The retail and wholesale trade has the most to lose from a poorly negotiated Brexit, new research from the Centre for Economics & Business Research (Cebr) for Open Britain suggests.
The report, How the UK economy’s key sectors link to the EU’s Single Market, which groups retailing and wholesaling as a single sector, says it has the biggest dependence of any sector on both direct and indirect trading with the Single Market.
The value of this trade with the Single Market totalled £178bn in 2014, ahead of manufacturing on £165bn, Cebr found.
Retail accounted for £91bn of this figure and the non-motor wholesale trade, £57bn.
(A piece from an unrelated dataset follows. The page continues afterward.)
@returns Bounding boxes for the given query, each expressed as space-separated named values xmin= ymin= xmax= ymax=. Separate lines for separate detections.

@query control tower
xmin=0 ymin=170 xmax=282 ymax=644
The research uses size (Gross Value Added - GVA), growth (GVA growth) and existing trade relationships (trade, trade growth and employment linked to trade with the EU) to reach its conclusions.
Retailing/wholesaling perform highly on most measures, Cebr concludes.
The economics consultancy notes that it has taken a quarter of a century to negotiate the single market as it exists today and it could take nearly as long to renegotiate a new arrangement, sector by sector.
“The practical problems of negotiating agreements that cover the majority of our trade would not only take years but the uncertainty thus generated would hold back investment and damage the economy,” the report says.
The more regulatory independence the UK tries to carve out, the more difficult it is likely to be for British firms to export to the EU without facing trade barriers, it says.
It adds that EU regulations cannot be avoided if Britain wishes to trade with the EU.